Less that one third of the City of Gonaives, the fourth largest city of 300,000, has been dug out of the mud.
The government of Haiti is now refusing to co-operate with the government of the United States and will not issue travel documents for these 30,000 Haitians, saying that to receive them will only cause more instability as the country has no resources to accommodate them. Prisons are already full, court systems are clogged. Many of these deportees have no family ties in Haiti and do not even speak Kreyol.
While I am strong supporter of solid and strong national immigration policies and believe that the United States has every right to deport illegal immigrants, I would
ask President Obama that he stay this deportation order until he himself has had an opportunity to visit Haiti in person.
The WHITE HOUSE PHONE NUMBER IS 202 456 1414.
Which I hope he will do as soon as he returns from Canada. Since Haiti is the second oldest independent nation in the Western Hemisphere, only 15 younger than the United States, and now our most fragile neighbor, she deserves our deepest attention.
I urge f/Friends to join me in this effort and to circulate this posting widely.
Protest looms as US is set to deport 30,000 Haitians
MIAMI (AFP) — Activists called a protest for Saturday as the United States moved closer to carrying out deportation orders for more than 30,000 Haitians.
An Immigration and Customs Enforcement spokeswoman said Tuesday that deportation orders have been processed for 30,299 Haitians and hundreds have been put in detention centers or on electronic monitoring at home in preparation for deportation.
"Last week we had nationally 30,299 Haitians on final order of removal, meaning that an Immigration judge ordered them to be deported from the United States," said spokeswoman Nicole Navas.
Meanwhile 598 Haitians are detained and 243 (have) electronic monitoring, Navas explained.
US authorities complain that deportations have been dragged out because the Haitian government has failed to provide proper documentation for the trips while insisting it is not in any shape to handle a major return of refugees.
Haiti's consul general in Miami Ralph Latortue did not immediately respond to requests for comment.
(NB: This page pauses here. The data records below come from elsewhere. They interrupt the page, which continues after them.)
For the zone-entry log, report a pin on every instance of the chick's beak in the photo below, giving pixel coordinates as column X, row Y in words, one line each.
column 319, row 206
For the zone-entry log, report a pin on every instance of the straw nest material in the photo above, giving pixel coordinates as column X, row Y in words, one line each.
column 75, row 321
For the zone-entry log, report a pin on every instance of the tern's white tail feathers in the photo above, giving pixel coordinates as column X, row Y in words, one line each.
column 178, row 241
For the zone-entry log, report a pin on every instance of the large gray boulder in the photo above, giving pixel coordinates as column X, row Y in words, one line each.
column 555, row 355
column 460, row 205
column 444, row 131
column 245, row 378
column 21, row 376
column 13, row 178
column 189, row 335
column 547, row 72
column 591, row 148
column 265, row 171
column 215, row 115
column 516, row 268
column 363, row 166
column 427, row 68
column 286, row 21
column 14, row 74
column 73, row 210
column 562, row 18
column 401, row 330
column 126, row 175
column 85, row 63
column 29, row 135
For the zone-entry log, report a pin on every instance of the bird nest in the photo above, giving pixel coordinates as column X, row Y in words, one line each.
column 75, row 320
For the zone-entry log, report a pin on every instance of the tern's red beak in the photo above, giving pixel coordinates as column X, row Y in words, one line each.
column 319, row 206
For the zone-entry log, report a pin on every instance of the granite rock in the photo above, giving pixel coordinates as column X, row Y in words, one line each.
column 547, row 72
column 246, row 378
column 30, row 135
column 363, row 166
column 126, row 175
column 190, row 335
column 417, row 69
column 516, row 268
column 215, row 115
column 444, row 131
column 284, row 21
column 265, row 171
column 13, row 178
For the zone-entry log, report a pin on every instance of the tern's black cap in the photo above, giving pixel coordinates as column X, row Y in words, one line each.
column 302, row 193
"People are terrified, very afraid, especially those who have children and do not want to go back to Haiti," said Gepsie Metellus, director of "Sant La", a social aid network in Miami's Little Haiti district.
Activists and immigrants alike have called a protest rally for Saturday at Broward Transitional Center, in Broward county just north of Miami, said activist Marleine Bastien.
They are demanding an end to arrests and an end to deportations of Haitians, the right to work and the release of the hundreds of Haitians held in detention centers across the country.
Immigration is a sensitive issue in the Miami area, home to at least 800,000 Cuban-Americans. Haitians and immigrants from other Latin American countries deeply resent that when Cubans arrive in Miami they are immediately given the right to stay and work, a blanket red-carpet welcome given to citizens of no other country.